有两件事情值得一提,首先,周期数的变化很大,我认为这是因为操作系统允许其他进程在其间运行.在执行程序时,是否有任何方法可以防止或仅计算周期?此外,mul_asm2与其他两个相比产生相同的输出,但是它要快得多吗?
我在我的系统上和我的2个实现一起尝试了Z boson的程序,得到以下结果:
> g++ -O2 -fopenmp main.cpp > ./a.out mul time 1.33,18.08 GB/s mul_SSE time 1.13,21.24 GB/s mul_SSE_NT time 1.51,15.88 GB/s mul_SSE_OMP time 0.79,30.28 GB/s mul_SSE_v2 time 1.12,21.49 GB/s mul_v2 time 1.26,18.99 GB/s mul_asm time 1.12,21.50 GB/s mul_asm2 time 1.09,22.08 GB/s
解决方法
以前的基准测试有
a major bug in the timing function I used.这大大低估了无矢量化带宽以及其他测量的带宽.此外,还有一个问题是高估了读取但未写入的阵列上的带宽
due to COW.最后,我使用的最大带宽是不正确的.我已经更正了我的答案与更正,我已经离开了这个答案结束的旧答案.

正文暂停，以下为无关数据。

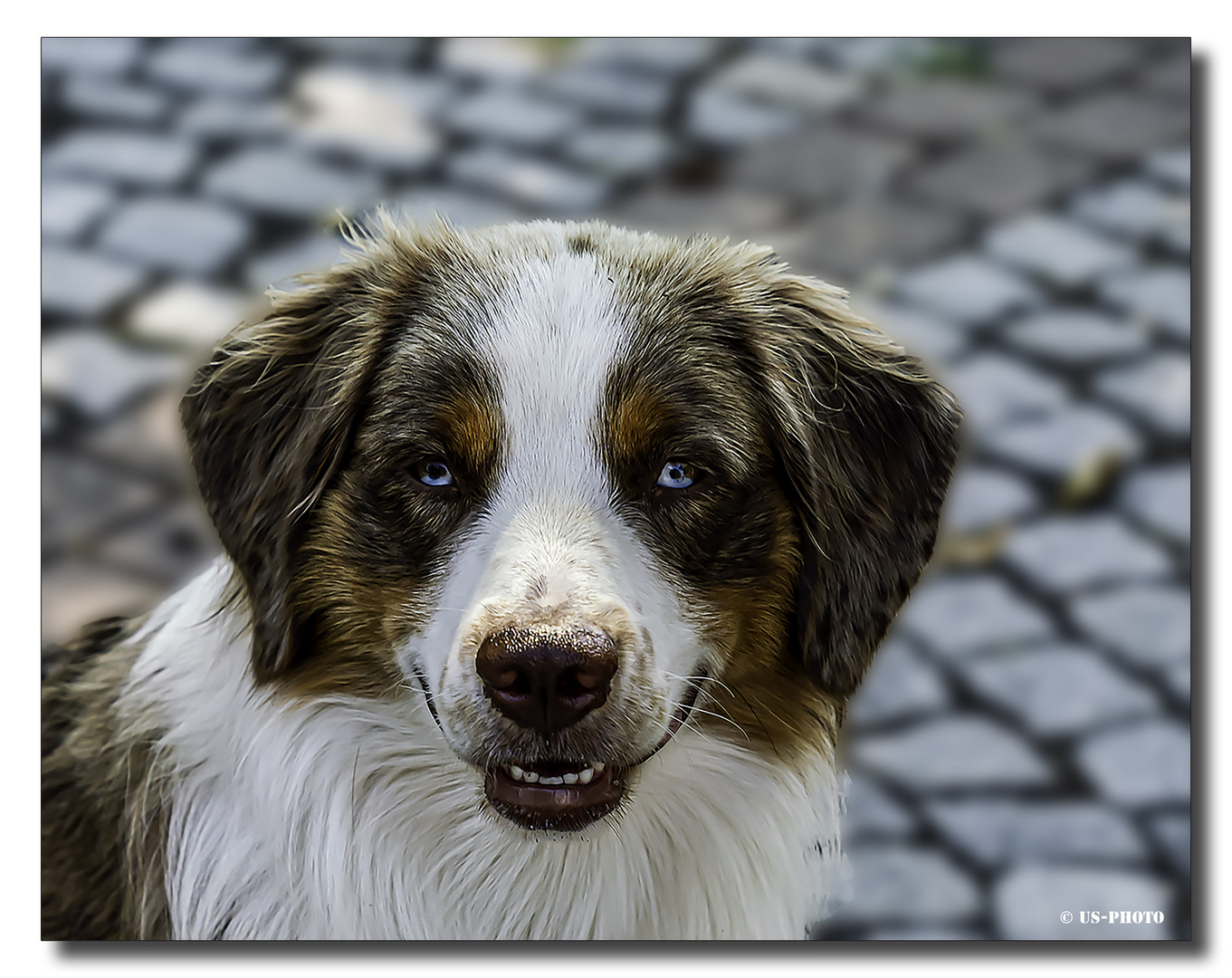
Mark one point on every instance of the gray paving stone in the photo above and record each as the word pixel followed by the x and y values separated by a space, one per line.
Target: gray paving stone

您的操作是内存带宽限制.这意味着cpu大部分时间都在等待缓慢的内存读写.这里可以找到一个很好的解释:Why vectorizing the loop does not have performance improvement.
但是,我不得不同意这个答案中的一个声明.
So regardless of how it’s optimized,(vectorized,unrolled,etc…) it isn’t gonna get much faster.
事实上,即使在内存带宽绑定操作中,矢量化,展开和多线程也可以显着增加带宽.原因是很难获得最大的内存带宽.这里可以找到一个很好的解释:https://stackoverflow.com/a/25187492/2542702.
我的答案的其余部分将显示向量化和多线程可以如何接近最大内存带宽.
我的测试系统:Ubuntu 16.10,Skylake(i7-6700HQ@2.60GHz),32GB RAM,双通道DDR4 @ 2400 GHz.我系统的最大带宽是38.4 GB / s.
从下面的代码生成以下表格.我使用OMP_NUM_THREADS设置线程数量.导出OMP_NUM_THREADS = 4.效率是带宽/ max_bandwidth.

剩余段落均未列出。